米国の仮想通貨業界にとって、ドナルド・トランプ前大統領によるビットコイン(BTC)国家備蓄計画よりも、規制の明確化の方が重要だと業界幹部がコインテレグラフに語った。

3月6日に発表されたトランプ氏の大統領令は、米国版の戦略的ビットコイン備蓄およびアルトコイン用のデジタル資産ストックの創設を命じたが、仮想通貨業界の経営者たちの反応は冷ややかだった。

一方で、証券規制や課税といった基本的な問題について、いまだにホワイトハウスの明確な指針が示されていないことへの不満もあるという。

Web3 AIスタートアップ「Kindred」のCEO、マックス・ジアンマリオ氏はコインテレグラフに対し、次のように述べた。

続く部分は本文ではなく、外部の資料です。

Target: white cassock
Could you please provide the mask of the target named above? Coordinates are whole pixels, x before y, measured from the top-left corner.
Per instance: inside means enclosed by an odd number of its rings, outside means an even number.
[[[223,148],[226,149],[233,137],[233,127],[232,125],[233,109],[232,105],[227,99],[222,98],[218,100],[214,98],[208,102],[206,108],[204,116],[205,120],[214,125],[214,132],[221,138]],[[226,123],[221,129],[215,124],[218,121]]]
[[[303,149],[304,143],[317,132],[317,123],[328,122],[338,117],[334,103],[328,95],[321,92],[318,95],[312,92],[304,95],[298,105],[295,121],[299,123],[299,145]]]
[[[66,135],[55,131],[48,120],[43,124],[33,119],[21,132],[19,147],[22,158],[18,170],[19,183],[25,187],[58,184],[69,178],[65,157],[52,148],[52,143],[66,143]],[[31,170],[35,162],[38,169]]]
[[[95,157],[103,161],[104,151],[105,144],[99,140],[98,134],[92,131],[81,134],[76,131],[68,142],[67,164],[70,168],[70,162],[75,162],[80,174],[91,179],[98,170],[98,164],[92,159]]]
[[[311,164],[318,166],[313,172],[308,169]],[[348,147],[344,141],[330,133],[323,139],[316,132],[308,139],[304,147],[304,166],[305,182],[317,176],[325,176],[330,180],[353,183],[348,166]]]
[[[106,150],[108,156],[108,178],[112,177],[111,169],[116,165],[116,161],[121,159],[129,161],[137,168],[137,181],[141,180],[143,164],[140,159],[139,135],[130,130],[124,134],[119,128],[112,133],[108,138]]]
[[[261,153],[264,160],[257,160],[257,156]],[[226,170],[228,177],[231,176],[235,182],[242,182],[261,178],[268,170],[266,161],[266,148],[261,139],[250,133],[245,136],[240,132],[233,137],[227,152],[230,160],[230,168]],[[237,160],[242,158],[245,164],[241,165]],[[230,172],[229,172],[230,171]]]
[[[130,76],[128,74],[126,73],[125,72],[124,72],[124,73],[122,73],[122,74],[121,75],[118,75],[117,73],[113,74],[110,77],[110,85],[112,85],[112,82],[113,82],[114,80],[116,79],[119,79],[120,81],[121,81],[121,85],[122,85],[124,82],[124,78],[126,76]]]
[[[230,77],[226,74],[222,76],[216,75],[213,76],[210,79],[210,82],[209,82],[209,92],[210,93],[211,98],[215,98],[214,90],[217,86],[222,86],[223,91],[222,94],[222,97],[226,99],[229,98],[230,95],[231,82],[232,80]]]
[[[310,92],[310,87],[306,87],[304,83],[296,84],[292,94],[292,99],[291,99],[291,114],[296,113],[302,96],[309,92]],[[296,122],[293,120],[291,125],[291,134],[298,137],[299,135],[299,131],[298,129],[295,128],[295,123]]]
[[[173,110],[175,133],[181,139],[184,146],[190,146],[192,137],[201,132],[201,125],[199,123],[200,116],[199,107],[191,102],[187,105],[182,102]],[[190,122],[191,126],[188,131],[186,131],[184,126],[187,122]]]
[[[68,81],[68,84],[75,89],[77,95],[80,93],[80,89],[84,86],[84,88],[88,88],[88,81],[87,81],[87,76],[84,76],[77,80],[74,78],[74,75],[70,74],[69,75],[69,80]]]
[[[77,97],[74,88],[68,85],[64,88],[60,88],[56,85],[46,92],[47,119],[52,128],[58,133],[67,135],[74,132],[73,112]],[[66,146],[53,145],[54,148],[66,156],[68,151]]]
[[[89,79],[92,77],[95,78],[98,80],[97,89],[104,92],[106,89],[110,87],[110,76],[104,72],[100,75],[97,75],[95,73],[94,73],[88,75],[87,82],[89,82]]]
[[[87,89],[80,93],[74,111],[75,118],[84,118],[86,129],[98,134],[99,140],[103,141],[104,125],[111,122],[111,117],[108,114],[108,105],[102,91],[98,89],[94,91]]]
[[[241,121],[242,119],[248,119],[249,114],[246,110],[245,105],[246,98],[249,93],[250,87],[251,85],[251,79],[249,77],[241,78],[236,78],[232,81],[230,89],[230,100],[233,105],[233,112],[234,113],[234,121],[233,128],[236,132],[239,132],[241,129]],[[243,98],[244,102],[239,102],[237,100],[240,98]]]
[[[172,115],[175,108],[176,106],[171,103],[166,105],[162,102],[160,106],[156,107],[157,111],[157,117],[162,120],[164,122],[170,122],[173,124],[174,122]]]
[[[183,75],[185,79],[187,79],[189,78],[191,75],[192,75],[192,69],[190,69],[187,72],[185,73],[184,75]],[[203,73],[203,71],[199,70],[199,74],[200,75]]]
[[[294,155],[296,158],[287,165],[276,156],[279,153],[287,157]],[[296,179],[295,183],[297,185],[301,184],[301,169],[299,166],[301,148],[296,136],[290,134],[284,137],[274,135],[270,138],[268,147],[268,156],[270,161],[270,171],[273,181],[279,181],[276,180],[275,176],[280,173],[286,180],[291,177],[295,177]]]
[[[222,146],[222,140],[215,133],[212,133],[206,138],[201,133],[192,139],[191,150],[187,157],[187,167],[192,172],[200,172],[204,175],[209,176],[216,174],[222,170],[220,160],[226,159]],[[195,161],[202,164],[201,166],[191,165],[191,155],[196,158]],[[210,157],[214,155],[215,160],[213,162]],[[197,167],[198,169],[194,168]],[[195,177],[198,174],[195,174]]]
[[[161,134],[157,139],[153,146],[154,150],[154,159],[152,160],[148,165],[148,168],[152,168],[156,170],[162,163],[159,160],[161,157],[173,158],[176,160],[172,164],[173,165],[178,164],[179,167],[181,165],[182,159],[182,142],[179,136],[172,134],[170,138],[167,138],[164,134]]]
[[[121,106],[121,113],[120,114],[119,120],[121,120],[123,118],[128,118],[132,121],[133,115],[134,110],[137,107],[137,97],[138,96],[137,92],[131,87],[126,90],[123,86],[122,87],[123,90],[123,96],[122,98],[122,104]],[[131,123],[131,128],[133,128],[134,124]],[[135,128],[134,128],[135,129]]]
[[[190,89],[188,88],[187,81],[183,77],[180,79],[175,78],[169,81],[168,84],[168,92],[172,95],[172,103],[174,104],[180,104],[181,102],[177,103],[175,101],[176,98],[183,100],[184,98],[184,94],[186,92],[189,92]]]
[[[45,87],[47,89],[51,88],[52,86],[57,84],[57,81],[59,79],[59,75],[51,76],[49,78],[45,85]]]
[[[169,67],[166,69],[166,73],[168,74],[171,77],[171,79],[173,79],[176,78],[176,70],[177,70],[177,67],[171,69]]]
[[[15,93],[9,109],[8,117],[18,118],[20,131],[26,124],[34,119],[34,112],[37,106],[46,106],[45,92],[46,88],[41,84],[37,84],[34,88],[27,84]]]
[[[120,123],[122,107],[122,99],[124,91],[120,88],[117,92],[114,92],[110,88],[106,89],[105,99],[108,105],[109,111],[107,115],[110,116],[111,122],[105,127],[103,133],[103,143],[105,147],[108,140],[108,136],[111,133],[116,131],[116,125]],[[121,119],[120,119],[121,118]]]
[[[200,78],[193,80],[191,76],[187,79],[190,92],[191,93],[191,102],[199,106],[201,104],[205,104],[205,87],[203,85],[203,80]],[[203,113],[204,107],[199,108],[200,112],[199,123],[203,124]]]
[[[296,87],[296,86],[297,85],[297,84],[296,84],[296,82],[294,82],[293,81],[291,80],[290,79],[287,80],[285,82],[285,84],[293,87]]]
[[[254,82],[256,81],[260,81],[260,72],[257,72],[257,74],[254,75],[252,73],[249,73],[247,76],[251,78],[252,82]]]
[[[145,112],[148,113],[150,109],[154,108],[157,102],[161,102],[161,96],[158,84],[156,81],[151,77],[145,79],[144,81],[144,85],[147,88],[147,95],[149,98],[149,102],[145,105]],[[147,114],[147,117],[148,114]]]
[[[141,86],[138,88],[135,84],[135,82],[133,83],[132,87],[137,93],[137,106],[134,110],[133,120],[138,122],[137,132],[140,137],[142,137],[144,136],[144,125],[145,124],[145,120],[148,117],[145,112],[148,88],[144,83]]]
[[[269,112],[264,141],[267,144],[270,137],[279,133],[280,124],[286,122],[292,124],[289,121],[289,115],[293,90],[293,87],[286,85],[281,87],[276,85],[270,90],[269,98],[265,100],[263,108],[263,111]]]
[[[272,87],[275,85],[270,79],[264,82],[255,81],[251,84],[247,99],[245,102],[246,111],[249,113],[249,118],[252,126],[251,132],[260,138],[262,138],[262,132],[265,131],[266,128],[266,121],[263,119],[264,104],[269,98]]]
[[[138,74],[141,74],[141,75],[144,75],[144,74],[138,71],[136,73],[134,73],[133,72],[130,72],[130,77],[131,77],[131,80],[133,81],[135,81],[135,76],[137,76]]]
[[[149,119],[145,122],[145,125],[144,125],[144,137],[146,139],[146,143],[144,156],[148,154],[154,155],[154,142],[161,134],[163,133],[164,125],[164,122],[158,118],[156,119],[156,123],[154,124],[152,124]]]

「市場は、イノベーションに向けたロードマップや、ステーブルコイン、機関投資家の導入、税制に関する明確なガイドラインを期待している。しかし、あいまいなレトリックと即時的な行動の欠如が不透明感を一層深める結果となった。」

Trump signed a crypto executive order on March 6. Source: Margo Martin

選挙公約の実現と市場の失望

トランプ氏は2024年7月、米国を「世界の仮想通貨の中心地」にすることや、国家の金備蓄に倣ったビットコイン備蓄を創設することを公約していた。

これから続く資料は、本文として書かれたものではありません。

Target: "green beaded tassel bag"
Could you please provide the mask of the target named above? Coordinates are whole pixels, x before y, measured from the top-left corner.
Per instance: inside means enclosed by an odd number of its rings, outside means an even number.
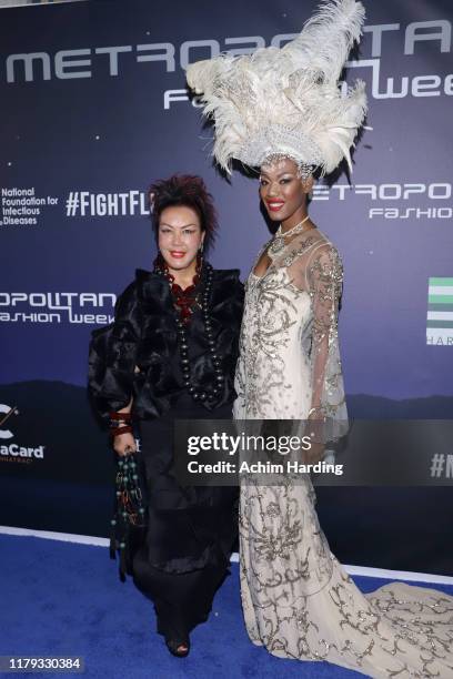
[[[119,575],[132,575],[132,557],[144,539],[147,514],[134,454],[117,459],[114,515],[110,521],[110,558],[120,557]]]

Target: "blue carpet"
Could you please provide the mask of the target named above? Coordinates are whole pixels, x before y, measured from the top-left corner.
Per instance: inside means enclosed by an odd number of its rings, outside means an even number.
[[[154,634],[152,605],[130,579],[120,582],[105,548],[0,535],[0,554],[1,656],[82,656],[85,676],[103,679],[363,677],[326,662],[281,660],[252,646],[241,615],[238,564],[210,620],[192,634],[190,656],[179,659]],[[363,591],[384,584],[354,580]],[[436,589],[453,594],[451,586]]]

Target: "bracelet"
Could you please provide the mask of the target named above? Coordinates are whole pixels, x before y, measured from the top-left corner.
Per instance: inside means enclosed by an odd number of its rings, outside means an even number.
[[[132,427],[118,427],[114,432],[111,432],[112,438],[119,436],[120,434],[132,434]]]
[[[130,413],[115,413],[114,411],[112,411],[111,413],[109,413],[109,417],[110,419],[122,419],[124,422],[130,422],[132,415]]]

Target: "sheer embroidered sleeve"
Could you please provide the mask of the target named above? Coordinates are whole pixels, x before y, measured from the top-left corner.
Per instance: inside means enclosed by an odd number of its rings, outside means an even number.
[[[343,266],[331,243],[315,250],[308,264],[306,280],[313,311],[309,418],[322,422],[323,443],[334,442],[348,432],[348,411],[338,336]]]

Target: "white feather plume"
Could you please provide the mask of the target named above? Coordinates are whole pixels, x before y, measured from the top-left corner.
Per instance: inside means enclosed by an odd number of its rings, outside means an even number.
[[[221,54],[187,70],[214,122],[213,155],[230,172],[232,159],[259,166],[283,153],[332,172],[345,158],[366,113],[364,83],[342,95],[339,78],[364,8],[355,0],[323,0],[300,36],[284,48]]]

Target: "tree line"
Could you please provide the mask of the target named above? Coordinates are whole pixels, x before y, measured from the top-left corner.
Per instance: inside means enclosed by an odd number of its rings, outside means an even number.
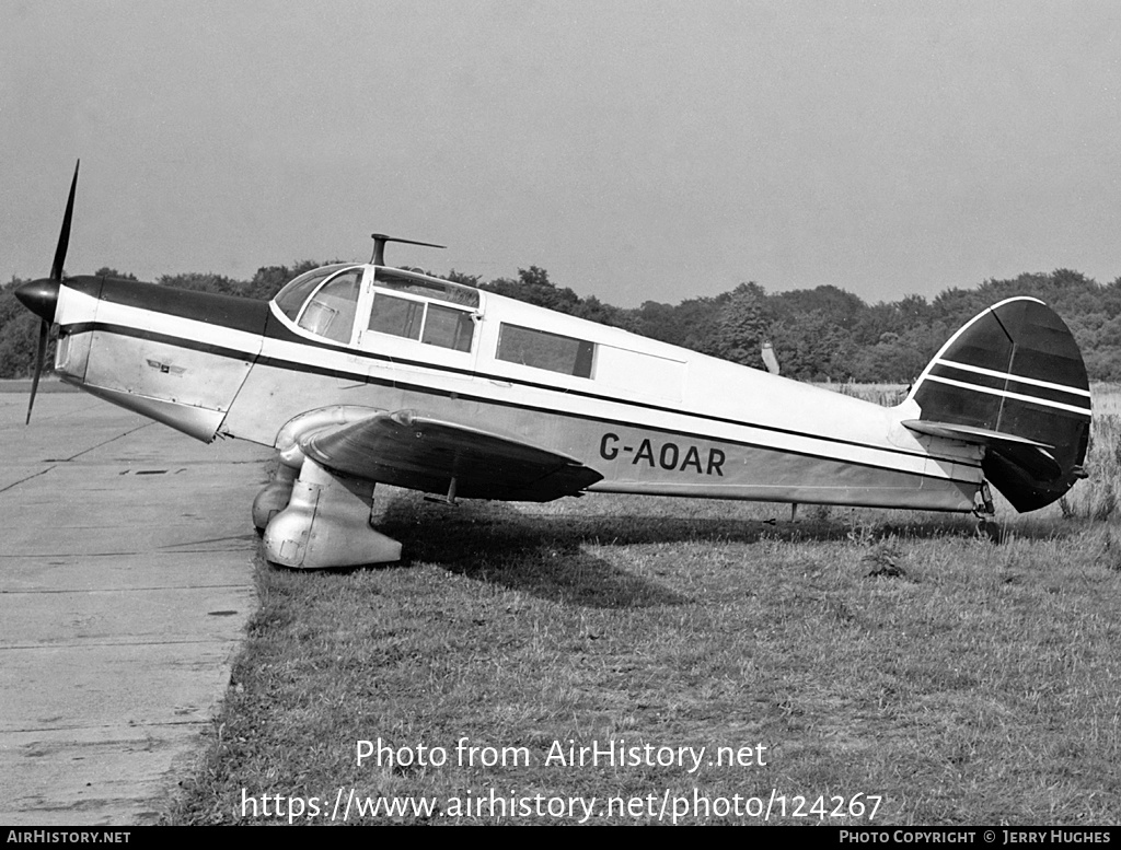
[[[250,280],[187,273],[156,282],[268,299],[321,264],[268,265]],[[114,269],[95,274],[136,280]],[[906,296],[869,305],[834,286],[767,292],[747,282],[714,297],[677,305],[646,301],[637,308],[613,307],[595,296],[581,298],[536,265],[519,269],[516,278],[491,281],[455,270],[443,277],[756,368],[763,367],[760,348],[770,342],[788,377],[859,383],[910,383],[951,334],[982,309],[1012,296],[1035,296],[1066,321],[1091,380],[1121,381],[1121,278],[1100,284],[1068,269],[947,289],[930,301]],[[0,377],[24,377],[34,370],[39,320],[15,298],[21,282],[13,278],[0,290]]]

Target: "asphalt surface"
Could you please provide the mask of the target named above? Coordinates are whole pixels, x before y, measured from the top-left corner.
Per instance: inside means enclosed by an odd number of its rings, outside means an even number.
[[[0,393],[0,823],[143,824],[257,607],[269,451],[81,393]]]

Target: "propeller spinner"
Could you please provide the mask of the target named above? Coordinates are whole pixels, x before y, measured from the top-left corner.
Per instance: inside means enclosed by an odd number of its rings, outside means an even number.
[[[39,342],[35,354],[35,376],[31,379],[31,400],[27,404],[27,421],[31,421],[31,409],[35,407],[35,394],[39,390],[39,376],[43,374],[43,361],[47,354],[47,339],[50,337],[50,326],[55,320],[55,307],[58,303],[58,288],[63,280],[63,264],[66,262],[66,249],[70,245],[70,226],[74,217],[74,193],[77,190],[78,160],[74,166],[74,179],[71,180],[71,194],[66,200],[66,213],[63,215],[63,228],[58,234],[58,245],[55,247],[55,259],[50,264],[50,277],[33,280],[16,289],[16,298],[22,301],[31,312],[39,317]]]

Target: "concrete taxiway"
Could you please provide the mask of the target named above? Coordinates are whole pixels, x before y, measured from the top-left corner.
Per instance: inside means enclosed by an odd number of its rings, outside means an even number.
[[[257,606],[269,451],[0,393],[0,823],[150,823]]]

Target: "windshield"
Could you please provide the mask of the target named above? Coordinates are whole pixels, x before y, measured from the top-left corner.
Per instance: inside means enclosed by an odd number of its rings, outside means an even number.
[[[277,292],[277,297],[274,299],[280,311],[287,316],[293,321],[299,316],[299,310],[304,306],[304,301],[307,297],[315,291],[315,289],[324,280],[330,278],[340,269],[345,269],[346,263],[335,263],[334,265],[324,265],[321,269],[312,269],[312,271],[304,272],[298,278],[294,278],[289,283],[285,284],[285,288]]]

今回の大統領令はこの公約の一部実現にあたるが、市場関係者の期待には応えられなかった。

米政府による直接的な仮想通貨購入ではなく、まずは法執行機関が押収したデジタル資産を中心とする備蓄・ストックとされているためだ。

この発表を受け、ビットコイン価格は3月6日から約13%下落している。マクロ経済の不透明感も重なり、市場は敏感に反応した。アルトコインも同様の下落を記録し、仮想通貨市場全体の時価総額は4億ドル以上減少した。

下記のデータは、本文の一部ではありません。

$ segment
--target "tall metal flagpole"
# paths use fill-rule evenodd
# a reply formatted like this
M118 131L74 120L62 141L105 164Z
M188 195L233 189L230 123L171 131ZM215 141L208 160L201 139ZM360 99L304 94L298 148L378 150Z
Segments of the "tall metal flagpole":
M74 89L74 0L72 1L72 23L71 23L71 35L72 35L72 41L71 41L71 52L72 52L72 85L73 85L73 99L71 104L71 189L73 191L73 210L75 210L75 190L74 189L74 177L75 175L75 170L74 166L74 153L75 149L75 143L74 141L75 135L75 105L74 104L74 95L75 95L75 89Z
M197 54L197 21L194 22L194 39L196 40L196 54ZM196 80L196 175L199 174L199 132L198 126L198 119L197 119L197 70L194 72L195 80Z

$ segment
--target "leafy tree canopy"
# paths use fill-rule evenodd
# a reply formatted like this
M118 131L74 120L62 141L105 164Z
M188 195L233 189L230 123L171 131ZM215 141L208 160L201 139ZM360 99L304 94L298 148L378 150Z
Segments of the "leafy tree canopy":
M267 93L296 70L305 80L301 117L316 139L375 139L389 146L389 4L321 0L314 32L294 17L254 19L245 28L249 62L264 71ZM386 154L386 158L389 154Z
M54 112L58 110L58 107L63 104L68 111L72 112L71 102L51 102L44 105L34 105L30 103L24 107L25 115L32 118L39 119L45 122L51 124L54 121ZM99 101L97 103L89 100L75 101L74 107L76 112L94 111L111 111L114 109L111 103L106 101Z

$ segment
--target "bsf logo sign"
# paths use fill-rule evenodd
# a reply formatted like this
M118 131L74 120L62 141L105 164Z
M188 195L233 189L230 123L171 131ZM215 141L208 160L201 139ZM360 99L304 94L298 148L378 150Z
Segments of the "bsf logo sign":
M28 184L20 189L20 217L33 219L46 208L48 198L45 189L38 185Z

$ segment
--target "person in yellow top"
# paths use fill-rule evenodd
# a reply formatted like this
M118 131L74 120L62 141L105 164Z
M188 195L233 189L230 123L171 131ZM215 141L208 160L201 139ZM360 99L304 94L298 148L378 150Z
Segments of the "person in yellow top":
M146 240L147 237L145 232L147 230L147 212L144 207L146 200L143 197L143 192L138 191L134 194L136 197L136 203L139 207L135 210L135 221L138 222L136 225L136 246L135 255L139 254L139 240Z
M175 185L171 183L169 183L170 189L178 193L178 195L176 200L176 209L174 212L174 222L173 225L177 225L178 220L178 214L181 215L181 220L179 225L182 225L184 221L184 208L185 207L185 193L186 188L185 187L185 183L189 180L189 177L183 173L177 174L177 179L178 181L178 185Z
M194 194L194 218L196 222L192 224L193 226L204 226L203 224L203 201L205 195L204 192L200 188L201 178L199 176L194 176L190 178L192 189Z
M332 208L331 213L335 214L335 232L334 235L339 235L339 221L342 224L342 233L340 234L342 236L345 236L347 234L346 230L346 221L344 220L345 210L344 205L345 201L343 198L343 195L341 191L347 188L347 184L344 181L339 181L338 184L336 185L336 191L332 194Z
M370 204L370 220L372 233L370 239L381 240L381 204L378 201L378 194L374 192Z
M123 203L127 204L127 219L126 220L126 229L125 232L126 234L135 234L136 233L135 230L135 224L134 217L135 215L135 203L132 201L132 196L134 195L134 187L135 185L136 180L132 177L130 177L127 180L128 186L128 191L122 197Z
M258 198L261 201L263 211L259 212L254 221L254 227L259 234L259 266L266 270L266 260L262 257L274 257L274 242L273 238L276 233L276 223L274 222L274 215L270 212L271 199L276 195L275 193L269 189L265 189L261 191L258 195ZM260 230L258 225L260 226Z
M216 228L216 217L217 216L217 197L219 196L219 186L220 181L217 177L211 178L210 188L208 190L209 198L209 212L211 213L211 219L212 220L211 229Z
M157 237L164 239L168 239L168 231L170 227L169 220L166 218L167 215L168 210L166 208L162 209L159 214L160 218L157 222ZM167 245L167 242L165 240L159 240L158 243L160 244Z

業界関係者によれば、今後も米国の仮想通貨政策が不透明なままだと、こうした損失がさらに拡大する恐れがある。

Bitget Walletの最高執行責任者(COO)、アルビン・カン氏はコインンテレグラフに対し、次のように語った。

「もしトランプ政権がステーブルコインやETF、機関投資家の導入に関する明確な規制を示せば、アルトコイン市場は再び勢いを取り戻せるだろう。しかしそうでなければ、依然としてビットコインが主要なマクロ資産として支配的な地位を維持し続ける可能性が高い。」

それでも残る楽観的な見方

それでも業界内には、トランプ氏の仮想通貨に対する前向きな姿勢や、業界寄りの人物が米国の主要な規制当局に任命されていることから、期待も残っている。

Gunzilla GamesでWeb3部門を率いるセオドア・アグラナット氏は、次のように述べた。

「トランプ政権下での米国の仮想通貨政策がどうなるかはまだ不透明だ。しかし、主要なポジションにいる人物たちを考えれば、仮想通貨業界全体、特に米国のプロジェクトにとって前向きな動きやニュースが継続的に出てくることが期待できる。」